El sistema de fibra de carbono consiste en una especie de tejido de estas fibras, que funcionan como resistencias, en bandas de una cierta longitud, que llevan a los lados dos conductores eléctricos y todo ello envuelto en una funda de material plástico flexible (como aislante eléctrico). Como se ha dicho, en muchos países está prohibido utilizar algo bajo tensión eléctrica bajo el solado (salvo que sean resistencias eléctricas blindadas), de modo que en esos países se utiliza en el techo: sobre un falso cielorraso de escayola o de cartón-yeso, se coloca la lámina y sobre ella un aislante de manta de fibra de vidrio, para que el calor se dirija exclusivamente al local calefactado.[nota 4].

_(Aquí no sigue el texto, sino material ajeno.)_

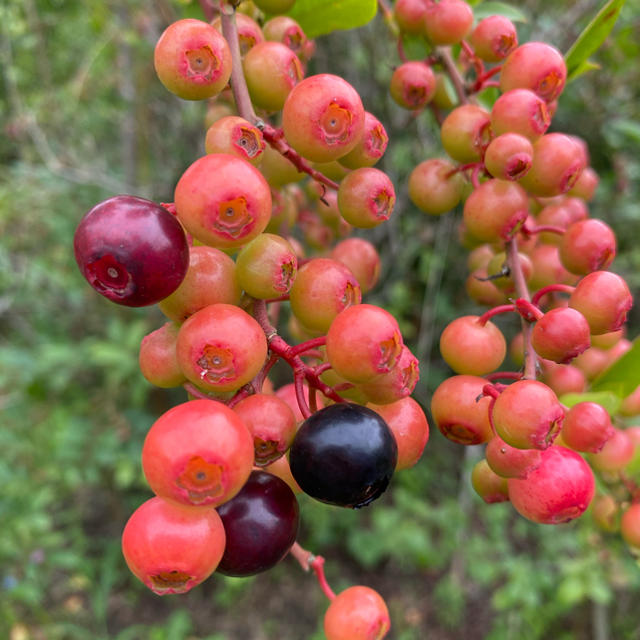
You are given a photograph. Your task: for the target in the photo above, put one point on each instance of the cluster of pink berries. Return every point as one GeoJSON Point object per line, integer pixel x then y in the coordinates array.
{"type": "Point", "coordinates": [221, 261]}
{"type": "Point", "coordinates": [526, 219]}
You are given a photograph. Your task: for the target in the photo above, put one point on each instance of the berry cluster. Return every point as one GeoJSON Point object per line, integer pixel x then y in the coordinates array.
{"type": "Point", "coordinates": [525, 194]}
{"type": "Point", "coordinates": [243, 244]}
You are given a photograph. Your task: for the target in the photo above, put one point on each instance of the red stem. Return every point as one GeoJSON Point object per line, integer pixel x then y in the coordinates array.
{"type": "Point", "coordinates": [307, 560]}
{"type": "Point", "coordinates": [245, 108]}
{"type": "Point", "coordinates": [538, 295]}
{"type": "Point", "coordinates": [503, 375]}
{"type": "Point", "coordinates": [487, 315]}
{"type": "Point", "coordinates": [517, 275]}
{"type": "Point", "coordinates": [301, 348]}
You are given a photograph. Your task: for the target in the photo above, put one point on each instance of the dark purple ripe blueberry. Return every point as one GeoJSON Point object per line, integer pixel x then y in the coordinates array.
{"type": "Point", "coordinates": [131, 250]}
{"type": "Point", "coordinates": [261, 523]}
{"type": "Point", "coordinates": [344, 454]}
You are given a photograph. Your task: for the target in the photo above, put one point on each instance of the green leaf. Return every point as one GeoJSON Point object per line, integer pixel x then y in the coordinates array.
{"type": "Point", "coordinates": [487, 9]}
{"type": "Point", "coordinates": [594, 34]}
{"type": "Point", "coordinates": [623, 376]}
{"type": "Point", "coordinates": [319, 17]}
{"type": "Point", "coordinates": [582, 68]}
{"type": "Point", "coordinates": [609, 400]}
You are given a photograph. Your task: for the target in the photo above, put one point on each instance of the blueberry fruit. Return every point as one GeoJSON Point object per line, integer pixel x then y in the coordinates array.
{"type": "Point", "coordinates": [344, 454]}
{"type": "Point", "coordinates": [131, 250]}
{"type": "Point", "coordinates": [261, 523]}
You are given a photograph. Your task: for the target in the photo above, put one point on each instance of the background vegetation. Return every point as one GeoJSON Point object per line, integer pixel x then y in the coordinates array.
{"type": "Point", "coordinates": [82, 118]}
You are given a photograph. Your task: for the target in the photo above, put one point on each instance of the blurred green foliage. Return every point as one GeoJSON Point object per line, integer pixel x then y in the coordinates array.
{"type": "Point", "coordinates": [83, 118]}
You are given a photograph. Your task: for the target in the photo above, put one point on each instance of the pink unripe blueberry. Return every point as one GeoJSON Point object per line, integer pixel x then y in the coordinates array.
{"type": "Point", "coordinates": [366, 197]}
{"type": "Point", "coordinates": [511, 462]}
{"type": "Point", "coordinates": [457, 411]}
{"type": "Point", "coordinates": [322, 289]}
{"type": "Point", "coordinates": [236, 136]}
{"type": "Point", "coordinates": [558, 491]}
{"type": "Point", "coordinates": [192, 59]}
{"type": "Point", "coordinates": [362, 258]}
{"type": "Point", "coordinates": [271, 70]}
{"type": "Point", "coordinates": [586, 185]}
{"type": "Point", "coordinates": [604, 299]}
{"type": "Point", "coordinates": [465, 133]}
{"type": "Point", "coordinates": [408, 423]}
{"type": "Point", "coordinates": [527, 415]}
{"type": "Point", "coordinates": [630, 525]}
{"type": "Point", "coordinates": [494, 38]}
{"type": "Point", "coordinates": [211, 278]}
{"type": "Point", "coordinates": [509, 156]}
{"type": "Point", "coordinates": [412, 85]}
{"type": "Point", "coordinates": [221, 347]}
{"type": "Point", "coordinates": [158, 361]}
{"type": "Point", "coordinates": [536, 66]}
{"type": "Point", "coordinates": [587, 245]}
{"type": "Point", "coordinates": [357, 613]}
{"type": "Point", "coordinates": [223, 201]}
{"type": "Point", "coordinates": [616, 453]}
{"type": "Point", "coordinates": [267, 266]}
{"type": "Point", "coordinates": [435, 186]}
{"type": "Point", "coordinates": [371, 147]}
{"type": "Point", "coordinates": [323, 118]}
{"type": "Point", "coordinates": [491, 487]}
{"type": "Point", "coordinates": [565, 379]}
{"type": "Point", "coordinates": [271, 424]}
{"type": "Point", "coordinates": [171, 547]}
{"type": "Point", "coordinates": [557, 164]}
{"type": "Point", "coordinates": [587, 427]}
{"type": "Point", "coordinates": [520, 111]}
{"type": "Point", "coordinates": [197, 453]}
{"type": "Point", "coordinates": [363, 341]}
{"type": "Point", "coordinates": [495, 209]}
{"type": "Point", "coordinates": [398, 383]}
{"type": "Point", "coordinates": [561, 335]}
{"type": "Point", "coordinates": [447, 21]}
{"type": "Point", "coordinates": [472, 347]}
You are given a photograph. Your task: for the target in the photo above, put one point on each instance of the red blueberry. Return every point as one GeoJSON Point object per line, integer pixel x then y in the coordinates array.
{"type": "Point", "coordinates": [363, 341]}
{"type": "Point", "coordinates": [170, 547]}
{"type": "Point", "coordinates": [409, 425]}
{"type": "Point", "coordinates": [357, 613]}
{"type": "Point", "coordinates": [472, 347]}
{"type": "Point", "coordinates": [221, 347]}
{"type": "Point", "coordinates": [561, 335]}
{"type": "Point", "coordinates": [587, 427]}
{"type": "Point", "coordinates": [223, 201]}
{"type": "Point", "coordinates": [488, 484]}
{"type": "Point", "coordinates": [157, 358]}
{"type": "Point", "coordinates": [198, 453]}
{"type": "Point", "coordinates": [536, 66]}
{"type": "Point", "coordinates": [527, 415]}
{"type": "Point", "coordinates": [460, 412]}
{"type": "Point", "coordinates": [271, 423]}
{"type": "Point", "coordinates": [558, 491]}
{"type": "Point", "coordinates": [192, 59]}
{"type": "Point", "coordinates": [604, 299]}
{"type": "Point", "coordinates": [323, 118]}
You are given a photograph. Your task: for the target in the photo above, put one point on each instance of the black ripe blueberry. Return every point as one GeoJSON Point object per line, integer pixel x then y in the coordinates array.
{"type": "Point", "coordinates": [344, 455]}
{"type": "Point", "coordinates": [261, 523]}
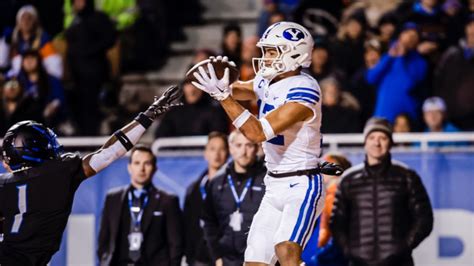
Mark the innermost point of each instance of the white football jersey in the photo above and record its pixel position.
(299, 146)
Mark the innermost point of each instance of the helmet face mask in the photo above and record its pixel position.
(294, 45)
(27, 144)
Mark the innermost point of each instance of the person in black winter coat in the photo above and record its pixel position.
(454, 79)
(382, 211)
(215, 153)
(88, 38)
(232, 200)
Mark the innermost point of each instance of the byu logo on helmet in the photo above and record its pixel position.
(293, 34)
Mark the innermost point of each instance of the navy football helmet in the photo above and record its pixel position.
(28, 143)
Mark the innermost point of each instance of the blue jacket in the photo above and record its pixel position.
(397, 79)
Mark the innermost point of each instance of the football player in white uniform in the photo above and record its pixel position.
(289, 126)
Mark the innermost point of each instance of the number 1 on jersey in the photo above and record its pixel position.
(21, 208)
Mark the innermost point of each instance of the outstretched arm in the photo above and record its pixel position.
(125, 138)
(256, 130)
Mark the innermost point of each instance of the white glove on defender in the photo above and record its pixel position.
(217, 88)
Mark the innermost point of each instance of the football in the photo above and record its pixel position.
(219, 67)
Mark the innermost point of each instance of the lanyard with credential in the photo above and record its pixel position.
(134, 209)
(202, 187)
(238, 200)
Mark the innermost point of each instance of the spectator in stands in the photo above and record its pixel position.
(215, 153)
(275, 6)
(454, 79)
(398, 76)
(364, 92)
(340, 108)
(28, 35)
(16, 106)
(456, 13)
(231, 202)
(434, 116)
(387, 29)
(275, 17)
(382, 204)
(429, 17)
(350, 43)
(328, 253)
(322, 62)
(140, 224)
(199, 115)
(232, 43)
(402, 124)
(45, 88)
(89, 37)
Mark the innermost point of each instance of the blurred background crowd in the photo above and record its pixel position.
(64, 62)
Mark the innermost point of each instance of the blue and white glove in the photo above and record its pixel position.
(217, 88)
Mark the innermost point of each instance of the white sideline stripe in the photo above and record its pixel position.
(81, 240)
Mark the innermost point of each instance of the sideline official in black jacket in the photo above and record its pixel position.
(227, 218)
(382, 211)
(196, 250)
(140, 225)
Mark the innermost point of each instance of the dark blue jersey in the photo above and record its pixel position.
(36, 204)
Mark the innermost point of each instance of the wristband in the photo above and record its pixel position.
(144, 120)
(267, 128)
(241, 119)
(126, 143)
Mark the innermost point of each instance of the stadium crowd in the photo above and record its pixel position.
(410, 62)
(371, 58)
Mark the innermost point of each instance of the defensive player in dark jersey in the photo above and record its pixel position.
(36, 195)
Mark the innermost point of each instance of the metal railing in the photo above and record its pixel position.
(195, 144)
(335, 142)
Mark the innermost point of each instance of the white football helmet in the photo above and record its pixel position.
(294, 45)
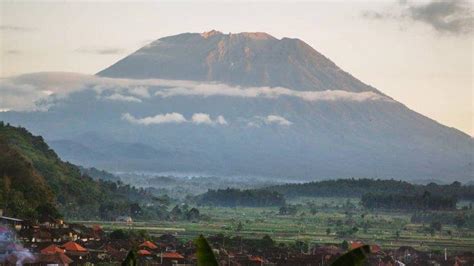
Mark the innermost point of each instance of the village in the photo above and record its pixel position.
(58, 243)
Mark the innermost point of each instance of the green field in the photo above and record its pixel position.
(372, 227)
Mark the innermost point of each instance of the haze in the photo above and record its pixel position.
(416, 60)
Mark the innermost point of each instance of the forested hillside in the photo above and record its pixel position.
(37, 184)
(358, 187)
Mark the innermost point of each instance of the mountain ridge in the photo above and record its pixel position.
(238, 58)
(306, 120)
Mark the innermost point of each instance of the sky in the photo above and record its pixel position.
(419, 53)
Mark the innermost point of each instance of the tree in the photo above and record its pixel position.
(131, 259)
(204, 254)
(135, 210)
(193, 214)
(436, 226)
(345, 245)
(240, 227)
(459, 220)
(47, 211)
(355, 257)
(267, 241)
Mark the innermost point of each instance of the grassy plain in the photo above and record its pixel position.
(324, 225)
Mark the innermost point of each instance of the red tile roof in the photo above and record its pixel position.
(73, 246)
(356, 244)
(149, 245)
(51, 249)
(143, 252)
(57, 258)
(256, 259)
(172, 255)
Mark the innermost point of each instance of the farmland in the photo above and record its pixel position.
(316, 221)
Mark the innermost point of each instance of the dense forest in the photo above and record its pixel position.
(425, 201)
(235, 197)
(358, 187)
(36, 184)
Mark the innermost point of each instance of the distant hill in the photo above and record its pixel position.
(239, 105)
(35, 182)
(359, 187)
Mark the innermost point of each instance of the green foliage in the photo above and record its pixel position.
(357, 187)
(403, 201)
(355, 257)
(205, 255)
(235, 197)
(36, 184)
(131, 259)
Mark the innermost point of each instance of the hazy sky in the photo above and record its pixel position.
(420, 53)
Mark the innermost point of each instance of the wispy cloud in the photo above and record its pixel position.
(213, 89)
(15, 28)
(275, 119)
(60, 85)
(122, 98)
(449, 16)
(101, 51)
(177, 118)
(258, 121)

En este caso la regulación no puede hacerse por temperatura del emisor, sino por tiempo. Se regula mediante un termostato que corta la corriente de las resistencias cuando en el local se llega a la temperatura deseada; a menores necesidades (dependiendo de la temperatura exterior), menor tiempo de encendido. Tiene la ventaja de que la regulación se hace local por local, de modo que en los no utilizados se puede poner una temperatura más baja, o incluso apagarlos. La desventaja es que el suelo puede alcanzar la temperatura máxima toda la temporada, aunque sea por espacios de tiempo cortos.
Una posibilidad más económica es utilizar un sistema de tubos de agua, calentada por una bomba de calor usando la electricidad. En este caso sería una bomba aire-agua (o agua-agua, si hay posibilidades de tener una fuente fría adecuada) y entonces la instalación sería por tuberías, como en el caso anterior.